Das neue Album klingt etwas kompakter, direkter und aggressiver als „Venereal Dawn“ und „Ylem“ und hat musikalisch wie ich finde eine stärkere Nähe zu „Eidolon“. Wie beurteilst du selbst euer neues Album und worin siehst du Unterschiede, worin Gemeinsamkeiten zu euren vorherigen Werken?

V. Santura: Eigentlich nimmst Du in Deiner Frage meine Antwort schon vorweg. Genau so sehe ich es auch. Es ist stilistisch meines Erachtens wieder näher an „Eidolon“ oder „Séance“, aber natürlich keine Wiederholung oder ein Aufguss davon. Irgendwie hatte ich dieses Mal einfach das starke Bedürfnis nach weniger ausladenden und härteren Songs.

Habt ihr was an der Art und Weise des Songwritings und des Arrangierens geändert? Was hat euch inspiriert und wie viel Spontanität steckt in den Songs?

V. Santura: Wir haben nichts Grundsätzliches an der Herangehensweise geändert.

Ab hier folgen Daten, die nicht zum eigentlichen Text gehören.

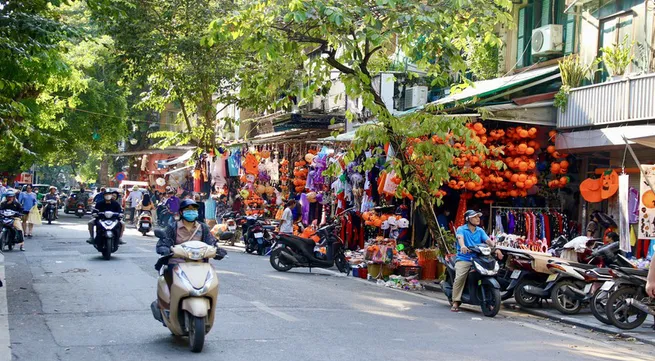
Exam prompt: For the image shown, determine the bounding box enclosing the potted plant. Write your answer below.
[601,35,634,80]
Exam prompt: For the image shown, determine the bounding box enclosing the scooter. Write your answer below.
[93,210,123,260]
[0,209,23,251]
[150,229,224,352]
[603,267,655,330]
[440,245,501,317]
[44,199,57,224]
[137,211,152,236]
[269,211,350,274]
[75,202,86,218]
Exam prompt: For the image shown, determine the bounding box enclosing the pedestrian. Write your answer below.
[18,184,40,245]
[205,192,218,229]
[193,193,207,223]
[280,199,296,234]
[125,185,143,224]
[437,208,450,229]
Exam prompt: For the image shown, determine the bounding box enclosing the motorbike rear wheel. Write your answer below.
[589,290,612,325]
[605,287,648,330]
[550,281,583,315]
[102,238,111,261]
[187,312,205,352]
[480,285,500,317]
[270,248,293,272]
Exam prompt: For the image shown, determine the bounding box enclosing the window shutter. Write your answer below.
[564,14,576,54]
[516,8,526,66]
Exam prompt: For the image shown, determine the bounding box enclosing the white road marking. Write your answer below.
[0,253,11,361]
[250,301,300,322]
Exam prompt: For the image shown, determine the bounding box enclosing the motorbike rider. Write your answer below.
[86,192,127,244]
[450,209,493,312]
[41,186,59,219]
[155,199,226,284]
[0,191,23,244]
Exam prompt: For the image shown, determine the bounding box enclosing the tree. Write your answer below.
[89,0,251,150]
[211,0,511,249]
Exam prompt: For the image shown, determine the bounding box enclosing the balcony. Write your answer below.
[557,74,655,129]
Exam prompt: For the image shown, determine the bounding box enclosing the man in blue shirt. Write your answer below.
[450,210,493,312]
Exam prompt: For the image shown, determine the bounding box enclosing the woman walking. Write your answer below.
[18,184,40,251]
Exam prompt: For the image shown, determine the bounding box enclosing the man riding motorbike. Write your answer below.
[0,191,24,245]
[450,209,493,312]
[41,186,59,219]
[86,188,127,244]
[156,199,225,281]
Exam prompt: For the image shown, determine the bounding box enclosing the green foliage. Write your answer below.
[601,35,634,76]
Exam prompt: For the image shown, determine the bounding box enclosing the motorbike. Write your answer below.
[75,202,86,218]
[43,199,57,224]
[440,245,501,317]
[136,211,152,236]
[269,211,350,274]
[0,209,23,251]
[93,211,123,260]
[497,236,568,307]
[150,229,222,352]
[244,217,275,256]
[603,267,655,330]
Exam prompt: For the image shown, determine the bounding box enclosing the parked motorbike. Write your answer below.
[441,245,501,317]
[269,211,350,273]
[244,217,275,256]
[0,209,23,251]
[93,210,123,260]
[75,202,86,218]
[150,229,222,352]
[603,267,655,330]
[137,211,152,236]
[43,199,57,224]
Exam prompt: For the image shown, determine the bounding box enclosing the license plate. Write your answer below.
[600,281,614,291]
[584,283,593,294]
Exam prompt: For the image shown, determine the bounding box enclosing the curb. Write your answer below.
[410,281,655,346]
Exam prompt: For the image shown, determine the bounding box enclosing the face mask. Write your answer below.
[182,209,198,222]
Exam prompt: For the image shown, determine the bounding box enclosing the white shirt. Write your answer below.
[280,207,293,233]
[126,191,143,208]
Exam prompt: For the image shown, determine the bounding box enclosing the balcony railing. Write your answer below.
[557,74,655,129]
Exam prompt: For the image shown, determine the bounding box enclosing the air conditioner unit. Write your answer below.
[532,24,564,56]
[405,86,428,109]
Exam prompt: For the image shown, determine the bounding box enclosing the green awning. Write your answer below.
[426,65,559,107]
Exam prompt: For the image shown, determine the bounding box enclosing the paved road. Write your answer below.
[0,215,655,361]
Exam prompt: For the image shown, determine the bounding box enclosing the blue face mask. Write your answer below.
[182,209,198,222]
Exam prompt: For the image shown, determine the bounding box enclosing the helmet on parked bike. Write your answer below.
[180,199,199,212]
[464,209,482,222]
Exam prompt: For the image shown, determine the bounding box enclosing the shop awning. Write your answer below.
[428,65,560,105]
[159,150,194,167]
[555,125,655,153]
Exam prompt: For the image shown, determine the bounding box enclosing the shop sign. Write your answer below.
[638,165,655,239]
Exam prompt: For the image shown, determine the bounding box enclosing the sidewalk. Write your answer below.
[421,281,655,346]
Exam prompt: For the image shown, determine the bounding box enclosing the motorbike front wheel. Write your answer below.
[187,312,205,352]
[480,285,500,317]
[589,290,612,325]
[605,287,648,330]
[270,248,293,272]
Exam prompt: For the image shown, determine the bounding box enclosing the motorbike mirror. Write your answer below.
[155,229,166,238]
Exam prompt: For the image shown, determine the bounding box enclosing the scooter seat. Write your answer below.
[280,234,316,247]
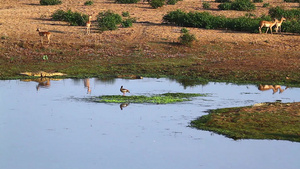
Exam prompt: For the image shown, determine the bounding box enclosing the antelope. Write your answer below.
[258,19,277,34]
[36,28,51,44]
[120,103,129,110]
[86,15,92,34]
[83,79,91,94]
[258,84,287,94]
[120,86,130,96]
[275,17,286,33]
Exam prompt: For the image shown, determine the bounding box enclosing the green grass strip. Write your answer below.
[89,93,206,104]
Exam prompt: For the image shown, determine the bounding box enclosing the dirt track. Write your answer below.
[0,0,300,45]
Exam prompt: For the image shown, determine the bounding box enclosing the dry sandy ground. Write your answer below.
[0,0,300,50]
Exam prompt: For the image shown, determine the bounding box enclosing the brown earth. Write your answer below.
[0,0,300,81]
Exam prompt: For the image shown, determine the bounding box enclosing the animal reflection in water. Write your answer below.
[22,77,61,91]
[258,84,288,94]
[84,79,91,94]
[120,86,130,96]
[120,103,129,110]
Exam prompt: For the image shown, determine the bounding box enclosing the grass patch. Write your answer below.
[163,8,300,33]
[89,93,206,104]
[191,103,300,142]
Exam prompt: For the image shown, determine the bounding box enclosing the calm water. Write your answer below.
[0,78,300,169]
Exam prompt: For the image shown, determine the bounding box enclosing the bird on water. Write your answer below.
[120,86,130,96]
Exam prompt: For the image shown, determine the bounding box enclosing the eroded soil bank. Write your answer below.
[191,102,300,142]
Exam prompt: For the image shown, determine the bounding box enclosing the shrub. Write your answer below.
[150,0,165,9]
[215,0,230,3]
[180,28,189,33]
[121,18,135,28]
[116,0,140,4]
[202,2,210,9]
[97,10,122,31]
[218,2,232,10]
[269,6,300,20]
[122,11,130,17]
[232,0,256,11]
[179,32,196,46]
[263,3,270,8]
[84,1,94,6]
[284,0,300,3]
[218,0,256,11]
[163,10,271,32]
[282,20,300,33]
[40,0,62,5]
[51,9,89,26]
[166,0,181,5]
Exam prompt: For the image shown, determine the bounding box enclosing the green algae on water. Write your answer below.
[89,93,206,104]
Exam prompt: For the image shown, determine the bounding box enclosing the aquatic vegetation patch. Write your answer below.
[89,93,206,104]
[191,102,300,142]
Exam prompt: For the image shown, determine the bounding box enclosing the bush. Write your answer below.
[163,10,271,32]
[180,28,189,33]
[218,0,256,11]
[51,9,89,26]
[116,0,140,4]
[269,6,300,20]
[202,2,210,9]
[178,32,196,46]
[282,20,300,33]
[40,0,62,5]
[215,0,230,3]
[121,18,135,28]
[218,2,232,10]
[84,1,94,6]
[97,10,122,31]
[263,3,270,8]
[150,0,165,9]
[232,0,256,11]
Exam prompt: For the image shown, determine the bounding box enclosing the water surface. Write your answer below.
[0,78,300,169]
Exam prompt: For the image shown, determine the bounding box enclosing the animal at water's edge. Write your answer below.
[258,19,277,34]
[120,86,130,96]
[36,28,51,44]
[258,84,287,94]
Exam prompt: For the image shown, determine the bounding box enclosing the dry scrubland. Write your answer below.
[0,0,300,81]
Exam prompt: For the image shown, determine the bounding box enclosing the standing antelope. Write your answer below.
[275,17,286,33]
[258,19,277,34]
[86,15,92,34]
[36,28,51,44]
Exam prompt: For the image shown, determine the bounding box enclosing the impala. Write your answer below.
[86,15,92,34]
[275,17,286,33]
[258,19,277,34]
[36,28,51,44]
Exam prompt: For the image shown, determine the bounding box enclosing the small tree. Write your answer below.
[179,32,196,46]
[97,10,122,31]
[84,1,94,6]
[150,0,165,9]
[115,0,140,4]
[202,2,210,9]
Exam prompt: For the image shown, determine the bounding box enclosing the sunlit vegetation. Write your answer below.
[88,93,207,104]
[191,103,300,142]
[163,7,300,33]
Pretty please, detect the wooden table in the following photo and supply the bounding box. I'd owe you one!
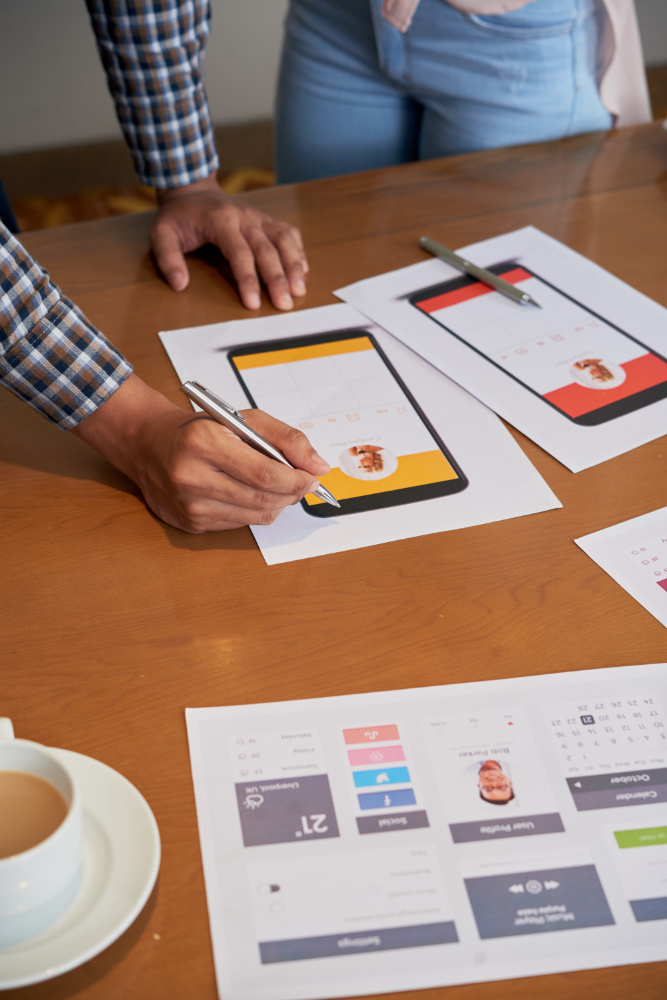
[0,125,667,1000]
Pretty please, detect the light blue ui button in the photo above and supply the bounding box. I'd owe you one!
[354,767,410,788]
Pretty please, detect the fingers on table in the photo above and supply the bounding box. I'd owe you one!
[151,219,190,292]
[215,212,308,310]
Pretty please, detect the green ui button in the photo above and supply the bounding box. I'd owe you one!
[614,826,667,847]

Aber ich hatte vor allem 2015 eine Phase von mehreren Monaten, in der ich auf eine sehr natürliche Art und Weise sehr inspiriert war, in der sich die Ideen einfach ergeben haben, ohne dass ich dafür hart arbeiten musste. In dieser Zeit ist auch ein großer Teil oder der Hauptblock des Albums entstanden. Mir fällt es schwer in Worte zu fassen, wie ich Musik schreibe oder was meine konkreten Gedanken dabei sind, weil schon viel auf Intuition beruht. Ich versuche aber ab einem recht frühen Zeitpunkt das große Ganze im Auge zu behalten und schreibe viel aus dem Albumkontext heraus. Oft war quasi das Ende des einen Songs die Inspiration für den Anfang des darauffolgenden Songs.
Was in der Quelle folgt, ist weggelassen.